Angesichts dieser Zahlen und der wichtigen Rolle, die die Jugendmigrationsdienste in der Integration vor Ort inne haben, ist es dringend notwendig, die Jugendmigrationsdienste auszubauen. Wir fordern eine bundesweite Verdopplung der Dienste, um eine gute Versorgung der jungen zugewanderten Menschen zu gewährleisten. Denn die fachlichen und personellen Kapazitätsgrenzen in Bayern sind im Grunde nicht nur erreicht – sie sind bereits überschritten.
Welche Aufgaben haben Jugendmigrationsdienste?
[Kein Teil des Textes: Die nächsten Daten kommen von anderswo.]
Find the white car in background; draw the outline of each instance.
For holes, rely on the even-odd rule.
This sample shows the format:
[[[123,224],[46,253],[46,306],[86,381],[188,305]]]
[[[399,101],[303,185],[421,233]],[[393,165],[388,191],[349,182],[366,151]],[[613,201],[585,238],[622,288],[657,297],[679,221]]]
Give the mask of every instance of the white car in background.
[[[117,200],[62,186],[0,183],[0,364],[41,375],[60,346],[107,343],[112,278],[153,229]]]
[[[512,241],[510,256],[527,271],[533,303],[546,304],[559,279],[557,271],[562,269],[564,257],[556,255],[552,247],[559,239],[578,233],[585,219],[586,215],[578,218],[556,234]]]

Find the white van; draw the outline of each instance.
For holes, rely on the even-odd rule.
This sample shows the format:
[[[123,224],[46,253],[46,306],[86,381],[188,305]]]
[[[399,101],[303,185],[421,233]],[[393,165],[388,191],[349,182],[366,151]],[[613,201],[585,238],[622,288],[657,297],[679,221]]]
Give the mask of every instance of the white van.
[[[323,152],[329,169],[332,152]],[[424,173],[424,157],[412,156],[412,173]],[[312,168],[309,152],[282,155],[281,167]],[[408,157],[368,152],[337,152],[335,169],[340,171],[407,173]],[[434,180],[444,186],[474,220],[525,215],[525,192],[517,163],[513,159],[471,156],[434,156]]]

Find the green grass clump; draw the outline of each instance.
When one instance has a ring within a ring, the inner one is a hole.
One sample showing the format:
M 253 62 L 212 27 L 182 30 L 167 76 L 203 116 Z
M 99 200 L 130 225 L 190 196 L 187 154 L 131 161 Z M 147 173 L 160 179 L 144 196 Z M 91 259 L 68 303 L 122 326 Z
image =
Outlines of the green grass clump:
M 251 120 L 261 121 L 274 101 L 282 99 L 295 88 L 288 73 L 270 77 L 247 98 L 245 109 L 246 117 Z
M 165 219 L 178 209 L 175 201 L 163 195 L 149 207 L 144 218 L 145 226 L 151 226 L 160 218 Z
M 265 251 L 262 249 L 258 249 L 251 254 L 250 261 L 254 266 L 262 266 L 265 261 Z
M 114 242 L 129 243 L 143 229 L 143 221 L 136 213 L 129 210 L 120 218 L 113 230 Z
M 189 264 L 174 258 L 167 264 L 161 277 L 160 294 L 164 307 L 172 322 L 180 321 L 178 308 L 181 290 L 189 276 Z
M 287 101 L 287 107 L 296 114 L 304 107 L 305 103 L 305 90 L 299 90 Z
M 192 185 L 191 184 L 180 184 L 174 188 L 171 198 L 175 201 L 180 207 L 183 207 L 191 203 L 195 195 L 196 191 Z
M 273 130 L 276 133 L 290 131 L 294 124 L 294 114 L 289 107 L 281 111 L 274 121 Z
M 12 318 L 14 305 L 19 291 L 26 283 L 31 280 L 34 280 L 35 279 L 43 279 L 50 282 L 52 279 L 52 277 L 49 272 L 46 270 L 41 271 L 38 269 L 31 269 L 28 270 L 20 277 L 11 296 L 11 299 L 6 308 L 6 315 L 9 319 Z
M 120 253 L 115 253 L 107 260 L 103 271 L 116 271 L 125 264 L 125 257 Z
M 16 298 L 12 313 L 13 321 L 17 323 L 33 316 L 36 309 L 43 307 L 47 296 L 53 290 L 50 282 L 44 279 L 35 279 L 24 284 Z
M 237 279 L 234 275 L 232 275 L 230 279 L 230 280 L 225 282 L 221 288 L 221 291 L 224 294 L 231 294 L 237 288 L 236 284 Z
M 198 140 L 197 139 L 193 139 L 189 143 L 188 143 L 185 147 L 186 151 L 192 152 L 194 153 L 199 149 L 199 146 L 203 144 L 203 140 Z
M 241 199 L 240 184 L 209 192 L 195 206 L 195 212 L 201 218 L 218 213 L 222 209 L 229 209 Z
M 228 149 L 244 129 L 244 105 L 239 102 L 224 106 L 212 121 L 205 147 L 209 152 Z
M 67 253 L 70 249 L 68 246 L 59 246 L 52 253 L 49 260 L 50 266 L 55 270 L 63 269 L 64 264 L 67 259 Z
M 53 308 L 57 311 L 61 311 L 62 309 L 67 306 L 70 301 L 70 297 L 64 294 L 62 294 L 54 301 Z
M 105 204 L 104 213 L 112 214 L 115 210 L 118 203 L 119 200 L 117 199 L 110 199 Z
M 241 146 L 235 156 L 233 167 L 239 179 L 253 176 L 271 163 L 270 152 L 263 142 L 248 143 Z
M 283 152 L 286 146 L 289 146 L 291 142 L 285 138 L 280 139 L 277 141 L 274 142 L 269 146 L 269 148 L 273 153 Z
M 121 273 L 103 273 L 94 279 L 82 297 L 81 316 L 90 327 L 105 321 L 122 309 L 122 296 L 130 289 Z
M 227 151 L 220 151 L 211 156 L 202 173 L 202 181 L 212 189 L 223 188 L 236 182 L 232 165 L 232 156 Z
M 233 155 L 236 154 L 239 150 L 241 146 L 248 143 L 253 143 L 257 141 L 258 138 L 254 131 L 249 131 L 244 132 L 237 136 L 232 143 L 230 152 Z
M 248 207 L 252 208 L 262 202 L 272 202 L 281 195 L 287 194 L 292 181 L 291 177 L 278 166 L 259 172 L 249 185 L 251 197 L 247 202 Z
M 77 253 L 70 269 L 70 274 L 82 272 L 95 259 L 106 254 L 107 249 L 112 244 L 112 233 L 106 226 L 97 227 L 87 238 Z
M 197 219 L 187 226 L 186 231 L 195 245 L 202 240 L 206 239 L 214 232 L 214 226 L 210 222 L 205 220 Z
Die Jugendmigrationsdienste des Bundesprogramms „Jugend stärken“ sind für alle jungen Menschen mit Migrationshintergrund – und hier insbesondere für die benachteiligten und individuell beeinträchtigen jungen Menschen gemäß § 13 SGB VIII da. Seit Oktober 2015 sind die JMD auch für die jungen geflüchteten Menschen, insbesondere für die mit guter Bleibeperspektive, zuständig. Hierzu zählen Geflüchtete aus den Ländern Syrien, Iran, Irak und Eritrea. Für diese Zielgruppe(n) sind die JMD erste Ansprechpartner in der sprachlichen, schulischen und beruflichen Integration und in der Begleitung der Übergänge zwischen Schule und Beruf. Die Aufgaben sind breit gefächert: Neben der individuellen sozialpädagogischen Beratung und Begleitung von jungen Menschen mit Migrationshintergrund gehören auch vielfältige Gruppenangebote aus den Bereichen der Bildungs- und Elternarbeit, der Freizeitpädagogik oder auch der Förderung von Selbsthilfestrukturen dazu. Ein sehr wichtiger Teil der JMD ist die Netzwerk- und Sozialraumarbeit sowie die fachspezifische Vermittlung an andere Dienste und Einrichtungen.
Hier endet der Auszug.